Foi numa bendita festa. Ele costuma lembrar sempre de como tudo começou. Sem nexo. Sem sorte e sem jeito. Quem diria que ele teria tanta sorte assim? Lembra daquele sorriso. Era uma festa qualquer de noivado, ele trabalhando honestamente como garçom, e pedindo desculpa nervosamente por ter esbarrado na irmã da noite como presente. “doeu alguma coisa?” “se machucou?” “desculpa o sem jeito; não é todo dia que se vê casamento tão perfeito!”. Era tudo mentira. Se quer sabia o nome dos noivos nem mais aquilo que estava fazendo ali. Só lembra daquele sorriso. Naquele dia, depois de organizar todo o salão de festas, um convite pra uma carona até o centro da cidade que terminou numa pizza, que exigiu depois um sorvete, depois uma cerveja ali naquele bar da esquina (não custa nadinha, um calor desse...), uma troca de telefonema inocente, a espera sem esperança por umas férias na Irlanda de três meses (quase que ela não voltava, não fosse ter ido já decidida romper o noivado de sete anos, com um oportunista que só queria lhe usar para chegar mais longe e um desajeitado garçom numa festa que ela se quer iria) tinha valido a pena e estava em plena vigência de garantia. Aí ele para, olha pelo jardim, avista uma rosa (que pétala linda!), recorda outra canção, agora do Djavan, se abaixa inocentemente para pegar aquela linda rosa.

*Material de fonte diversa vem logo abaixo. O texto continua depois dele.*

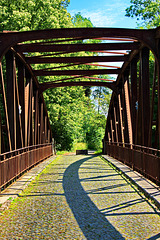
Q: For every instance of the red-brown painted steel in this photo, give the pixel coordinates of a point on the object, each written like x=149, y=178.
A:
x=133, y=116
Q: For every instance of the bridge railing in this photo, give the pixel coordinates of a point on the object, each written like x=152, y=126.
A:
x=14, y=163
x=142, y=159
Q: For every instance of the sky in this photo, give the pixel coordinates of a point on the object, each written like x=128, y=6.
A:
x=103, y=13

De repente, não menos do que de repente, seus cinco sentidos enlouquecem, apuram algum estranho fato, fazem barulho denunciando algo errado dentro de si naquele inocente aparente idílio poema árcade. Algo dentro de si diverge. Sim! Não! Talvez! Não é nada demais. Sem motivo algum para pânico. Não há nenhuma pauta mental para se observar; nenhuma reflexão pra fazer. Ele está consciente. O problema é que todo aquele sol, aquelas nuvens faceiras passando no céu como que dançando, decretou seu sofrimento ao fazer-lhe perder-se em tanta luz, tanto algodão doce na praça, tanto beijo e abraço de namorado, tanta promessa feita sobre as arvores e formigas como testemunhas...

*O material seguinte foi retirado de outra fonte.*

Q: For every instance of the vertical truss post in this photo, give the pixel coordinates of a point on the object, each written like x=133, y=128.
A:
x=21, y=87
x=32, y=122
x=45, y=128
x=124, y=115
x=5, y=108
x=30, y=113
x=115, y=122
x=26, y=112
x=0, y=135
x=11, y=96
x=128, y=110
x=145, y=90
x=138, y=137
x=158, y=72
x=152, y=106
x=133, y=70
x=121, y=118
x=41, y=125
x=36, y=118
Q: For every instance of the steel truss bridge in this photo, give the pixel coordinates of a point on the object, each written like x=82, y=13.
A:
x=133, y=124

Acontece que as alianças, duas para ser mais exato, de ouro branco, com o nome dele e da amada escritos ambos em letras similares, simplesmente haviam caído de seu bolso. Em fração de segundos perdera seu futuro na grama, num sempre inexplorado mundo verde de uma praça de um parque que lhe agora lhe tomava também a alma e a cor, levara também de quebra o humor e lhe fazia sentir agora o suor daquele quase comercial de margarina. Como era quente no mundo real. Aí ele se desespera. Chora. Mesmo. Lembra mais uma vez o passo a passo decorado: era o dia de pedir a sua amada em casamento. “o dia do dia mais feliz de suas vidas”. Era um feriado, era um calor infernal naquela praça, era tanta gente passeando de bicicleta, tanto picolé nas calçadas, tanto cachorro ‘cagando’, tanto lixo na lixeira, tanto guarda, tanto apito, tanta pipa no céu, tanto menino. Agora era feriado. Era tarde. Eram quatro horas nessa galáxia perdida. Eram quase três anos juntando força e coragem para pedir Maria Estela em casamento e oito meses e meio juntando as economias, fazendo hora extra, lendo menos jornais, saindo menos com os amigos, malhando e emagrecendo para caber esbelto num traje finíssimo e elegantérrimo de casamento. Tudo isso agora pra nada. Em vão procurar. Procura. Tortura procurar. Procura. Tanto meio de mato. Tanto adubo natural entranhado nas belas tulipas, begônias, papoulas, girassóis, mimosas, copos de leite. . .

Ele senta num banco, desliga o sorriso da cara e o telefone. Faz o passo a passo outra vez. Ali ele ficará por mais uma vida, uma eternidade ou mais cinco minutos. Era mais uma história para se contar, daquelas que não se começa obrigatoriamente com um era uma vez. . . Passa um moço com um carrinho de raspa-raspa. Groselha, coco, abacaxi e menta. Tais muito apressado? O movimento tá ruim é? Na verdade ele não queria mesmo era casar. Me dê aí um de cada!